Amyloidoses form a large heterogeneous group of diseases such as Alzheimer, Parkinson or kidney amyloidosis. They are characterized by the presence of deposits in a tissue that consist of insoluble aggregated misfolded proteins in the form of fibrils. A typical fiber shape in electron microscopy images and a cross-beta X-ray diffraction pattern identify the deposits.
We acquired an expertise in detecting and analyzing amyloid fibers directly in tissues or organs (Briki 2011). We developed synchrotron X-ray imaging technique to caracterize amyloid molecules inside a tissue.

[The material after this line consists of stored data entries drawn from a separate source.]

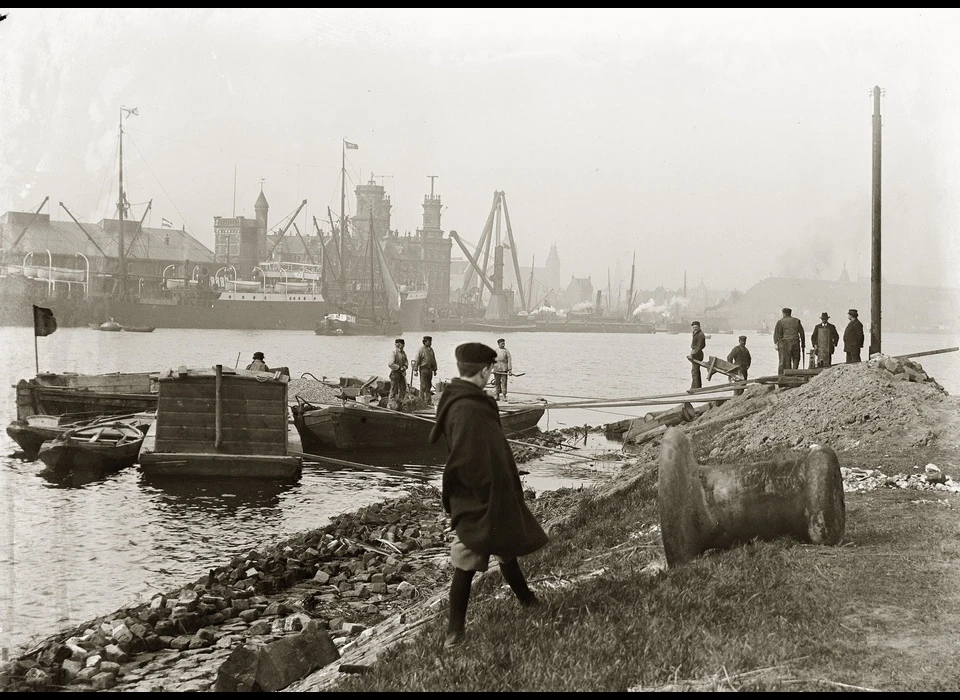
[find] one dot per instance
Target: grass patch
(876, 612)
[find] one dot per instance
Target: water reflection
(225, 496)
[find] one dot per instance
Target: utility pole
(875, 230)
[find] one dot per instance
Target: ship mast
(121, 204)
(120, 255)
(372, 315)
(343, 193)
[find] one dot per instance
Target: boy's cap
(477, 353)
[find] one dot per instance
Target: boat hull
(85, 454)
(85, 395)
(358, 428)
(31, 437)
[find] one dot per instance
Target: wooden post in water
(218, 409)
(875, 230)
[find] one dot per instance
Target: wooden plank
(175, 447)
(208, 420)
(172, 404)
(230, 433)
(925, 353)
(246, 391)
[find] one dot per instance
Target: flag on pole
(43, 321)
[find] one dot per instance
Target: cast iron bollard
(718, 506)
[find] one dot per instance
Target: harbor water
(70, 554)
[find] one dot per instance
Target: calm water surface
(70, 554)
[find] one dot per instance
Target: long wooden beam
(924, 353)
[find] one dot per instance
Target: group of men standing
(425, 366)
(788, 337)
(790, 340)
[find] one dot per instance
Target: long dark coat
(825, 339)
(482, 492)
(853, 336)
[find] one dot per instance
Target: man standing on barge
(425, 364)
(398, 378)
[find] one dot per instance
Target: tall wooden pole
(121, 261)
(343, 197)
(875, 231)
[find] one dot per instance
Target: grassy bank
(877, 612)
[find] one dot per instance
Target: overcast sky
(728, 144)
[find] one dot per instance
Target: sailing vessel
(370, 302)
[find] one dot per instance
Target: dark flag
(43, 321)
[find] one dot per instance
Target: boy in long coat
(481, 492)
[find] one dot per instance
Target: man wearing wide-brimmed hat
(853, 337)
(824, 340)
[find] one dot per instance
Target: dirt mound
(881, 401)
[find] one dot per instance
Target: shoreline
(378, 573)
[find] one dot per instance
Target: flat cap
(477, 353)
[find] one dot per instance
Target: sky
(724, 145)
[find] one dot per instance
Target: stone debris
(362, 568)
(930, 479)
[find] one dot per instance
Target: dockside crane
(491, 238)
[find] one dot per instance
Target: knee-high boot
(518, 584)
(459, 599)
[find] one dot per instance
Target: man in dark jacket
(790, 340)
(481, 492)
(398, 376)
(740, 356)
(824, 340)
(698, 342)
(853, 337)
(258, 365)
(425, 365)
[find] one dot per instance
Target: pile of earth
(869, 405)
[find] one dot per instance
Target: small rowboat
(242, 286)
(85, 454)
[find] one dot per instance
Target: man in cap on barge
(258, 365)
(425, 365)
(481, 492)
(398, 376)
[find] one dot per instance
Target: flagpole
(343, 192)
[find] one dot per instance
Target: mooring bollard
(706, 507)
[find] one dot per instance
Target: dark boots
(459, 598)
(518, 584)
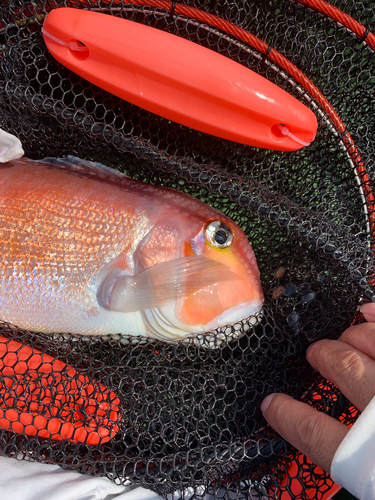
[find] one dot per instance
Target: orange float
(178, 79)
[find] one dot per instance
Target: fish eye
(219, 234)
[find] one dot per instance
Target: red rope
(285, 64)
(342, 18)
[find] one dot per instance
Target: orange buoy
(178, 79)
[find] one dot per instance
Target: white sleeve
(22, 480)
(353, 465)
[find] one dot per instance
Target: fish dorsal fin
(75, 163)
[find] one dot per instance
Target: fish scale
(75, 234)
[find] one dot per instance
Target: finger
(313, 433)
(362, 337)
(350, 369)
(368, 311)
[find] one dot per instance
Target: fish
(86, 250)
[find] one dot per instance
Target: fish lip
(235, 313)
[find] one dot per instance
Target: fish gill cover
(185, 418)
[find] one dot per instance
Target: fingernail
(368, 311)
(266, 402)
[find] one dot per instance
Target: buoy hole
(78, 49)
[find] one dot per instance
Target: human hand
(350, 364)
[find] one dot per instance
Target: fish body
(87, 250)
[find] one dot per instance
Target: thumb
(313, 433)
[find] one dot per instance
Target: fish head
(194, 272)
(237, 292)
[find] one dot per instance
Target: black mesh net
(184, 418)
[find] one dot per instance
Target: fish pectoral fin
(161, 283)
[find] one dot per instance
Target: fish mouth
(235, 314)
(161, 324)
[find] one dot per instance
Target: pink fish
(87, 250)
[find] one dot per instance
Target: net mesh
(185, 418)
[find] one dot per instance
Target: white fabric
(353, 465)
(10, 147)
(22, 480)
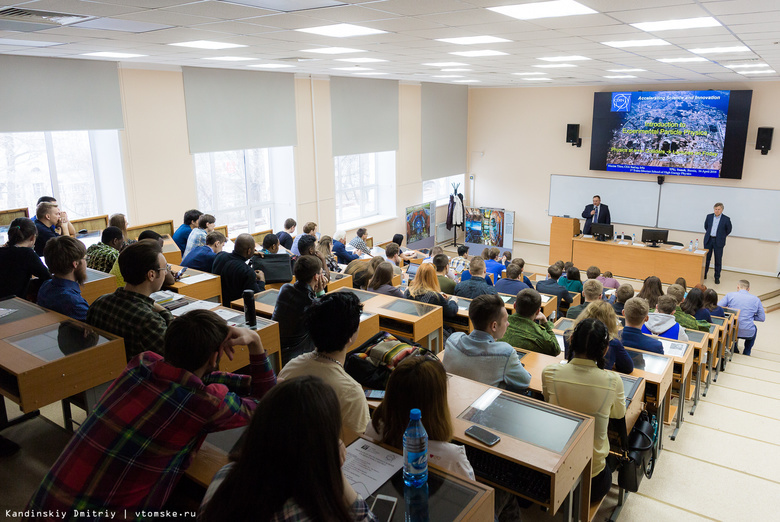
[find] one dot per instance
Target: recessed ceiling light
(719, 50)
(652, 42)
(333, 50)
(669, 25)
(472, 40)
(683, 60)
(341, 30)
(359, 60)
(543, 10)
(207, 44)
(485, 52)
(107, 54)
(564, 58)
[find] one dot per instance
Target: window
(81, 169)
(247, 190)
(441, 188)
(365, 186)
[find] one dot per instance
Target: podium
(562, 230)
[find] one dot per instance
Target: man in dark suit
(716, 227)
(595, 213)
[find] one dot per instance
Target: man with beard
(66, 258)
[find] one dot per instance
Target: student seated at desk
(528, 327)
(182, 233)
(584, 386)
(18, 260)
(66, 259)
(616, 357)
(102, 256)
(235, 275)
(133, 447)
(202, 257)
(129, 312)
(420, 382)
(332, 321)
(636, 313)
(480, 356)
(293, 299)
(289, 464)
(425, 289)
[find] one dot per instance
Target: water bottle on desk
(415, 451)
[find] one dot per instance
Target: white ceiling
(410, 41)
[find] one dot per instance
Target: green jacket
(528, 335)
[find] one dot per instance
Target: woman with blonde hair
(425, 288)
(616, 357)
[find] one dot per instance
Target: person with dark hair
(420, 382)
(182, 233)
(235, 275)
(202, 257)
(528, 328)
(66, 259)
(480, 356)
(129, 312)
(285, 236)
(550, 286)
(359, 242)
(332, 322)
(381, 282)
(301, 478)
(135, 445)
(18, 260)
(102, 256)
(584, 386)
(293, 299)
(197, 238)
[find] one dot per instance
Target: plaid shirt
(131, 315)
(143, 433)
(101, 256)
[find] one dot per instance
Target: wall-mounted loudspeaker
(573, 134)
(764, 139)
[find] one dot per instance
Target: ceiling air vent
(29, 20)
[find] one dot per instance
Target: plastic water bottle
(415, 451)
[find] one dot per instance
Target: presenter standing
(595, 213)
(716, 227)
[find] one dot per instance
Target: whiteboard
(629, 202)
(753, 212)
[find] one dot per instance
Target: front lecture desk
(639, 262)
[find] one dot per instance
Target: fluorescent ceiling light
(341, 30)
(485, 52)
(669, 25)
(720, 50)
(333, 50)
(622, 44)
(543, 10)
(472, 40)
(684, 60)
(564, 58)
(359, 60)
(107, 54)
(207, 44)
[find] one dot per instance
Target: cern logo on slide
(621, 102)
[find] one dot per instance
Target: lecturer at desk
(595, 213)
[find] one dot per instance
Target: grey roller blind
(237, 110)
(364, 115)
(445, 115)
(51, 94)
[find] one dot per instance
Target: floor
(724, 465)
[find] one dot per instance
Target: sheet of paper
(368, 466)
(197, 279)
(197, 305)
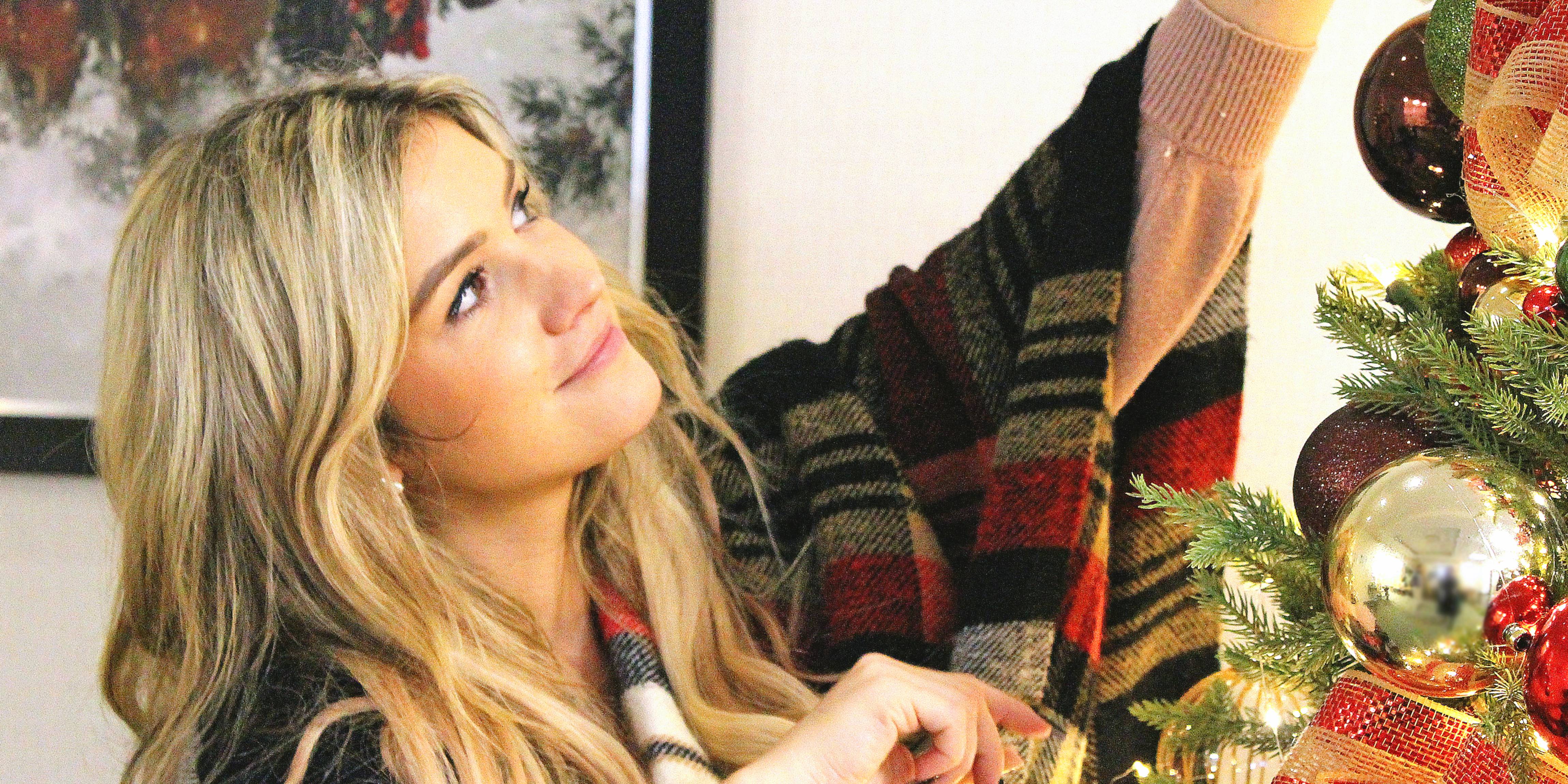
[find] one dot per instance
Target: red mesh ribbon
(1371, 733)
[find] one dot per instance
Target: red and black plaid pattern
(943, 469)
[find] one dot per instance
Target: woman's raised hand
(854, 736)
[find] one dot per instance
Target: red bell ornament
(1464, 247)
(1545, 303)
(1515, 610)
(1547, 680)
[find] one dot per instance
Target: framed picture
(609, 100)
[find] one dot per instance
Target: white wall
(854, 137)
(847, 139)
(56, 582)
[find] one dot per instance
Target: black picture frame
(676, 222)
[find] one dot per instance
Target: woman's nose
(573, 291)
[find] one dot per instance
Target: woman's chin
(625, 397)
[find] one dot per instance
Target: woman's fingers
(1013, 714)
(989, 749)
(952, 728)
(1010, 759)
(898, 769)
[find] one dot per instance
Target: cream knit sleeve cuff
(1213, 103)
(1216, 90)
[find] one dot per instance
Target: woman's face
(516, 369)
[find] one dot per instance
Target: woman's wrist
(1294, 22)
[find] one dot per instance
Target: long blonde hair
(256, 320)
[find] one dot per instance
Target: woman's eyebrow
(440, 270)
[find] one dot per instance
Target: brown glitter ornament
(1478, 275)
(1343, 451)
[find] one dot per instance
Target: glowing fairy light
(1385, 272)
(1547, 236)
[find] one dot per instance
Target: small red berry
(1545, 303)
(1464, 247)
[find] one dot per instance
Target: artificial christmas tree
(1413, 623)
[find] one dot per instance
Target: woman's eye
(519, 209)
(468, 296)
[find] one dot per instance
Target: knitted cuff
(1216, 90)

Massive renal AA amyloidosis visible in congo-red stained renal biopsy (a). In (b) and (c) an approximate image of a scanned zone and the obtained X-ray diffraction patterns. (d) amyloid distribution based on the intensity of the 4.7A.

Among issues in the field of amyloid diseases is the understanding of the fibrillation process. Deciphering the fibrillation mechanisms in amyloidosis is a key step to develop anti amyloid agents capable of disrupting the aggregated fibers or simply to prevent their formation.
We used the above approach to understand the fibrillation process in the Aa-chain fibrinogen protein amyloids formed in vivo in people affected with amyloidosis (Garnier 2017). In collaboration with Dr Valleix at Necker Hospital, we combined in silico and in vitro analyses with ex vivo diffraction imaging and we identified a 12-residue amino acid sequence as the one deposited in kidney. Indeed, fine structural analysis of various peptides allowed to demonstrate that 5-residues-peptide VLITL in the abise peptide is the key amyloid prone motif sequence to generate stable amyloid fibers.

In vitro fibrillogenesis and structural analysis of Aalpha-Chain derived peptides :
(A) Renal cut stained with congo red. (B) Short fibers from 49-amino-acid deposited peptide in kidney from electron microscopy and corresponding microdiffraction pattern (C) typical of amyloids. (F) Micrograph of fibers from a 12-AA peptide. The resulting diffraction patterns (G) show the same characteristics as the in vivo formed fibers (H). From the shortest peptides (VLITL), common to all the deposited aggregates in kidney, the micrographs show straight fibers and a well-defined powder diffraction pattern with the same periods as the longer peptides characteristic of cross-beta sheet.